For the uninformed, Tesla is the big crazy electric car company started by South African billionaire Elon Musk. Musk achieved early wealth as an innovator in the 2000’s internet boom. He got even richer as a major driving force behind Paypal, just before its sale to eBay. In 2002 and 2003 he started SpaceX and Tesla Motors.
SpaceX is its own can of worms, but Tesla is complex and confusing all by itself. Musk recently changed the name from Tesla Motors to Tesla, Inc., because Tesla is now much more than a designer of sexy electric cars for the wealthy.
Last year, Tesla bought SolarCity (a freakin’ solar electricity company) and announced it was going to start producing solar producing roofs and large home-scale batteries (the Powerwall) to store all that extra energy. This wasn’t as random a move as it might sound; it’s all part of Musk’s plan to completely change American transportation.
To power a fleet of EVs, America’s energy grid will need more juice. Musk’s plan to, at once, decentralize American electricity and increase its capacity is beyond audacious. If he succeeds, the sky’s the limit for $TSLA shareholders. But revolutionizing the world is easier said than done, and that’s where Tesla runs into problems. More on that in a moment.
Who is Ron Baron?
— Elon Musk (@elonmusk) November 4, 2016
Ron Baron is a billionaire investor who likes to buy and hold. His firm apparently has $300 million in Tesla stock, bought over the past couple of years at an average of $208 per share. Baron goes on TV making incredible claims about Tesla’s future value. Most recently, he’s said that by 2020, he’ll have made 4X his money, by 2025 another 3X, and by 2030 another 3x.
Why does Ron Baron think he’s going to get 3000%+ returns on Tesla over the next 15 years? Because he thinks they’re going to sell a bunch of cars and completely transform the International electric grid.

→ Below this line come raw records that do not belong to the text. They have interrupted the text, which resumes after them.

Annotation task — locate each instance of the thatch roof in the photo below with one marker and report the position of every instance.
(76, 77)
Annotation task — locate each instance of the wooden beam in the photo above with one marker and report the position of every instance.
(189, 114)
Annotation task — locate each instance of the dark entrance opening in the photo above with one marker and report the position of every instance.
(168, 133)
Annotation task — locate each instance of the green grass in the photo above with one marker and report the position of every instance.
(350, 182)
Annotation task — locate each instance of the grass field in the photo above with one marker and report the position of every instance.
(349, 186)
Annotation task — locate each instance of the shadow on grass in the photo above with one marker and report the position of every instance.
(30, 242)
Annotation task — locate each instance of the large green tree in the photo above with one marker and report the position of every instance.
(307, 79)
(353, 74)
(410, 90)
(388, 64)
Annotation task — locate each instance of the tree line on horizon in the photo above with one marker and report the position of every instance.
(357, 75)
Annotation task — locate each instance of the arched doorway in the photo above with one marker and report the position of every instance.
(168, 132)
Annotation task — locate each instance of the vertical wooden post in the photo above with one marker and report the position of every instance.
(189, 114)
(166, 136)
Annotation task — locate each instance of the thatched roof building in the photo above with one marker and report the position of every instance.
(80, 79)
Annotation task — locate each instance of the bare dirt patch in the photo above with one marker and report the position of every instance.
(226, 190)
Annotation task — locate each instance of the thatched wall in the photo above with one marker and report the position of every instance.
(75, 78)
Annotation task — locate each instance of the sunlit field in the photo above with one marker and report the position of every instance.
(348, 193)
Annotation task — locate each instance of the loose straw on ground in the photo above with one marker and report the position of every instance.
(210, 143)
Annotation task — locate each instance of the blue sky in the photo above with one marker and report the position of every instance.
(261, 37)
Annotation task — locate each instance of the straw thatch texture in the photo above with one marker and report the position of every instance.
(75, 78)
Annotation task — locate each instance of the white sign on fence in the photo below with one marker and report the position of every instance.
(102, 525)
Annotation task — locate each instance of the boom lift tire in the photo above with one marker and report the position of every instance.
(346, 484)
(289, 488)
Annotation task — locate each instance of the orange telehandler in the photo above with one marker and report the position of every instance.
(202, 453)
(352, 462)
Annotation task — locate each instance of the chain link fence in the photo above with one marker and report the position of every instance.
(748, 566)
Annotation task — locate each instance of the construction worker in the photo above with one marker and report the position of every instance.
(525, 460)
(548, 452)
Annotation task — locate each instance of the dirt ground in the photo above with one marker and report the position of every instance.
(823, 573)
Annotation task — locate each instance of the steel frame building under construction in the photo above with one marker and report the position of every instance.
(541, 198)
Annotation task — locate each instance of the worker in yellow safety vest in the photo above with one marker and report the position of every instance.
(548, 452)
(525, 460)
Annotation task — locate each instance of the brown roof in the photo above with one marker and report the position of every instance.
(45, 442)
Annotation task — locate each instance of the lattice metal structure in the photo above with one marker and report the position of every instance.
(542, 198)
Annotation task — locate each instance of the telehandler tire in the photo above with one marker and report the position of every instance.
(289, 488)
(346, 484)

It’s possible that Tesla will do just that, but I have my doubts. Here’s why.
Why I’m Not Buying Tesla Stock
There is no company on planet earth that is more hyped than Tesla, Inc. The Tesla story sounds downright supernatural when told by a committed Musk fanboy. It’s true, Elon Musk is a big thinker and he’s had a lot of success. In a world that seems kind of dark and scary to many, he’s a beacon of light for what the future could be.
That’s the story, that’s the hype. But stories and hype are not good reasons to invest in a company. In my mind, there are many more reasons not to invest in Tesla. Here are some:
- Over-promise, Under-deliver. Tesla doesn’t have a lot of products that…you know…exist. How many Teslas have you seen on the road?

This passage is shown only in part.